Rationale

Wildfire risk management strategies are currently experiencing significant improvement in efficiency and operational impact, primarily due to the targeted transfer of knowledge based on actual experience in various fields of fire fighting that are being shared between actors.

Under future climate change scenarios, all EU countries may undergo increased risk situations associated with fire, and civil protection and global emergency management will therefore become increasingly important. The footprint of wild and forest fires is likely to increase, causing major socio-economic impacts. A large proportion of the damage is likely to be related to high-impact large fires, or to the consequences simultaneous ignitions. These events can be unprecedented with regard to their suppression costs, property losses, natural resource damage, and loss of life. They are also a global phenomenon, tied to internationally major political issues including public safety, deforestation, forest degradation, black carbon emissions, and carbon sequestration.

Arguably, this may represent one of the most pressing challenges in both public safety and forest management today in many European regions. Characteristically, these large and/or widespread fires show very characteristic behaviours, very different from small and medium sized fires, and they do not present a fire line attackable from a point with available fire fighting resources. These fires are also characterised by simultaneity of ignitions and an associatedcrown fires, and show extremely singular patterns of spread. The need for defence and protection with regard to these fires grows constantly, easily overwhelming the resources and decision making channels available during suppression. The need for adapting current planning procedures and practices to these types of fires is obvious, but their current local frequency is low in any particular region, and every planning developer has difficulties to implement cost-efficient measures.
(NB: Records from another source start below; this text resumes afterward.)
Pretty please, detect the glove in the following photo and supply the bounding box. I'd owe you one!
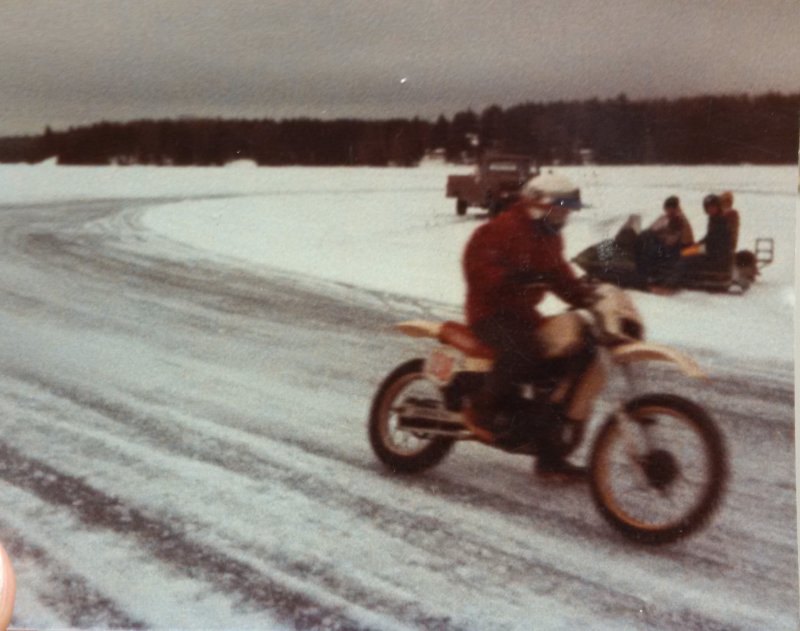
[570,282,599,309]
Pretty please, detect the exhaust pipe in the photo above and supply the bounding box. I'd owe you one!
[397,398,469,437]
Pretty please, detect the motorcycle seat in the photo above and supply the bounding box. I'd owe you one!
[439,321,496,360]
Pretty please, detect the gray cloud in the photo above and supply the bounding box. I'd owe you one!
[1,0,798,135]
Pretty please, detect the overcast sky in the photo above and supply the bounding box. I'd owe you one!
[2,0,799,136]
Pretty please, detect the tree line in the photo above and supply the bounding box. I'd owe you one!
[0,92,797,166]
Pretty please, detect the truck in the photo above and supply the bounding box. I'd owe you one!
[445,152,538,217]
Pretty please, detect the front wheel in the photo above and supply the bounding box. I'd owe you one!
[589,394,727,544]
[368,359,455,473]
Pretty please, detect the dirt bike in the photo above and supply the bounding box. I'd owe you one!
[368,284,727,544]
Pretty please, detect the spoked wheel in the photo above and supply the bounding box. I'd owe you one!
[368,359,455,473]
[589,394,727,544]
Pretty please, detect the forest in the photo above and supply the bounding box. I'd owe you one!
[0,92,797,166]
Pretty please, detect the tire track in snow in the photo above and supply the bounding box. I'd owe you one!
[2,322,793,628]
[19,226,405,335]
[0,523,146,628]
[0,441,380,631]
[11,360,795,600]
[0,373,465,630]
[2,370,767,631]
[1,194,795,629]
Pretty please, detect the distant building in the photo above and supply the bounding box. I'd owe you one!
[423,148,447,163]
[579,148,595,165]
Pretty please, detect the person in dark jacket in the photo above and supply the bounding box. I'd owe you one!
[692,194,735,267]
[719,190,740,251]
[462,172,594,479]
[666,194,734,286]
[636,195,695,284]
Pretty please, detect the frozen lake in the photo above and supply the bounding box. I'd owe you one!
[0,163,795,629]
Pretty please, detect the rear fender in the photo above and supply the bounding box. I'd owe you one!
[610,342,707,380]
[395,322,492,382]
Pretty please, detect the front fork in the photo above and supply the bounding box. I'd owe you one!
[611,364,650,463]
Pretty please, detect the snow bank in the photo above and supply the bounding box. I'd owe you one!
[140,164,795,367]
[1,162,794,367]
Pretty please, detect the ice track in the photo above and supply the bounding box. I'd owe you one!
[0,198,795,630]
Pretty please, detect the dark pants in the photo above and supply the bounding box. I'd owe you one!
[635,230,680,283]
[471,313,591,461]
[471,313,544,415]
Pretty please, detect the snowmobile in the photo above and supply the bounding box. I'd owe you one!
[368,284,727,544]
[572,215,773,293]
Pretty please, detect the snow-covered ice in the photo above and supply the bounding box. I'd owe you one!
[0,161,795,630]
[135,163,795,366]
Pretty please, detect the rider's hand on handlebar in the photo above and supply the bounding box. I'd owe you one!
[574,283,600,308]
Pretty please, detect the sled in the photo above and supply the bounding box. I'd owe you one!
[755,237,774,267]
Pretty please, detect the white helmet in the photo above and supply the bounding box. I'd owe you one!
[520,172,581,209]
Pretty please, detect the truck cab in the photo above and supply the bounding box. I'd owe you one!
[446,152,537,217]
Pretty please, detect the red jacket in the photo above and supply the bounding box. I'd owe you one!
[463,203,588,326]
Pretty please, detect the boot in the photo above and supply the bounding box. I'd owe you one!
[534,454,587,481]
[534,415,587,482]
[462,390,500,443]
[463,389,518,444]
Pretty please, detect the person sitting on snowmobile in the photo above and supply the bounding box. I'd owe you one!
[665,194,734,286]
[719,190,740,251]
[635,195,695,284]
[461,172,595,479]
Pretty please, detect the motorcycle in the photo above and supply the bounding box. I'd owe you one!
[572,214,774,293]
[368,284,727,544]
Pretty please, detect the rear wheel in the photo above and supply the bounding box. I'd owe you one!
[368,359,455,473]
[589,394,726,544]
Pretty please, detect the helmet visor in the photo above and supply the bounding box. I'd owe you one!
[546,195,582,210]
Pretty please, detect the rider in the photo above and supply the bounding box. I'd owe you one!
[636,195,695,284]
[719,190,740,251]
[668,194,735,285]
[462,172,594,479]
[690,194,735,265]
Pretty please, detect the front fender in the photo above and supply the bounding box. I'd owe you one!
[610,342,708,380]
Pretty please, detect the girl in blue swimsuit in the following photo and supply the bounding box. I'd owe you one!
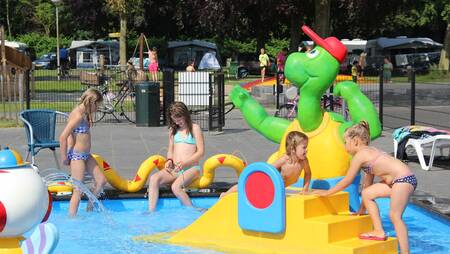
[314,121,416,254]
[59,88,106,217]
[147,102,205,212]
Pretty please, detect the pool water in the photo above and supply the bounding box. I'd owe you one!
[46,197,450,254]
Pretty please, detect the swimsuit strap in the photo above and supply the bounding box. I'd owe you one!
[362,147,385,174]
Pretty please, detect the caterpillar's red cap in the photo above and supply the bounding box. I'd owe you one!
[302,25,347,63]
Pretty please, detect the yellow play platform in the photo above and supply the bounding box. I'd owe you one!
[136,188,398,254]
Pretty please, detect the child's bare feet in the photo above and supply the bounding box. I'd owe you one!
[358,230,387,241]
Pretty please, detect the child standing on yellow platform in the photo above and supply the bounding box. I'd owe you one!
[314,121,417,254]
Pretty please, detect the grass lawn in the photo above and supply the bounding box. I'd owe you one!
[35,80,85,92]
[0,118,21,128]
[392,70,450,83]
[0,101,77,114]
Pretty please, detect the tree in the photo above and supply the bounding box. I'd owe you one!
[314,0,330,37]
[105,0,144,67]
[35,2,54,36]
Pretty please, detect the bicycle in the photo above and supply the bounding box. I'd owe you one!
[80,68,136,123]
[274,87,298,120]
[274,87,350,121]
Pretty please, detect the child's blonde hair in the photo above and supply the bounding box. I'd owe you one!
[79,88,102,124]
[345,121,370,145]
[167,101,193,136]
[285,131,308,163]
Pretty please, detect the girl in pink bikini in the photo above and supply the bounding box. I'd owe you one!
[148,47,159,81]
[314,121,416,254]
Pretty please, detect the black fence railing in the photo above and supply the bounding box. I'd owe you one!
[162,70,225,131]
[382,69,450,130]
[28,67,163,124]
[275,70,381,122]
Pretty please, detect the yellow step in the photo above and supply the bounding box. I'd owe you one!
[286,190,350,219]
[330,237,398,254]
[305,214,373,243]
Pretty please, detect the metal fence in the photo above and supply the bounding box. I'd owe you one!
[0,65,29,123]
[26,67,154,123]
[162,70,225,131]
[275,70,381,122]
[382,69,450,130]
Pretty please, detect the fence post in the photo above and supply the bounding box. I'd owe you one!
[410,68,416,125]
[276,71,284,109]
[219,73,225,131]
[25,69,31,109]
[379,66,384,126]
[329,86,334,111]
[162,68,175,125]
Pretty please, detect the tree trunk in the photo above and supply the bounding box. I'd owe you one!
[314,0,331,37]
[438,22,450,71]
[290,14,301,52]
[6,0,11,36]
[120,14,127,68]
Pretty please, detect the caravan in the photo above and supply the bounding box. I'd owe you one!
[365,36,442,74]
[340,39,367,73]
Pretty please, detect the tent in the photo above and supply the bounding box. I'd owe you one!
[69,40,119,68]
[198,52,221,70]
[166,40,220,70]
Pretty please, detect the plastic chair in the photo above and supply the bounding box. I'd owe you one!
[19,109,68,167]
[394,134,450,171]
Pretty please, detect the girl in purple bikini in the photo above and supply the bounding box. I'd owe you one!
[59,88,107,217]
[314,121,417,254]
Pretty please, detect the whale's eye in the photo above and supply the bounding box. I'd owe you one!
[306,49,319,59]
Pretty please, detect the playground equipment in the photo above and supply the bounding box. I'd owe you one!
[138,162,397,253]
[229,25,382,211]
[93,153,246,191]
[47,153,246,194]
[0,148,58,254]
[136,26,393,253]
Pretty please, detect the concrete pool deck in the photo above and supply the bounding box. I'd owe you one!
[1,110,449,217]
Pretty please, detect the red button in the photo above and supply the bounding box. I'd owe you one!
[245,172,274,209]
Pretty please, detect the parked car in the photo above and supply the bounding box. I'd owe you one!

The demands imposed by the current situation exceed the capacity of the legislative and operational systems to provide adequate solutions.  Therefore, a cross-sectoral, transnational view is required to manage and make the best possible use of the available knowledge from the operational, scientific and technological sectors .This should facilitate the transfer of key knowledge, best practices and “lessons-learned” to build the capacity of planning developers to adapt to this increasingly threatening situation.

Fire is affecting new areas that historically had not experienced significant impact from wildfire events. This is an emerging and novel situation in many regions (e.g. the UK in 2011, Sweden in 2008). Current fires are not a forest risk but a global emergency involving forest values and civil protection. The duality between fires in Mediterranean Europe and central-northern Europe offers different fire typologies, but with common solutions that may be applicable.

Anticipatory fire fighting and preventative strategies based on detailed knowledge of fire behaviour patterns offer a powerful tool for improving wildfire risk mitigation strategies from a cost-effective approach. These strategies are based on the prediction of risk at different spatial and temporal scales. These allow an effective use of available resources to cover locations in time and space offering more cost-effective potential for success (i.e. higher risk- higher potential for effective fire suppression). Prior knowledge of potential future fire events in a territory allows the rational participation of the actors responsible for landscape management (e.g. forestry and land planning administrations) in reducing fire risk and hazards.

The success, in some regions, of new approaches integrating anticipatory fire fighting strategies into fire fighting plans and landscape management actions offers new possibilities in the applications of such approaches elsewhere in Europe. It is therefore important to mobilize available knowledge, provide new tools, and exchange experiences and the best technical innovations in fire risk management to save time in the learning process and to promote the participation of the actors involved in landscape management.

In this sense, we need preventative strategies and tools based on detailed knowledge of fire behaviour patterns to improve efficiency in wildfire risk reduction. From the principal factors which influence forest fire behaviour and propagation (topography, climatology and fuels), it is important to pay special attention to those we can modify through forest management, as is the case of forest structure. For this reason, it is of major importance to integrate wildfire risk reduction in forest management and planning and to make use of decision tools to identify the vulnerability of forest stands to wildfires and to orientate forest management towards an objective that creates forests that are more resilient and resistant to large forest fires.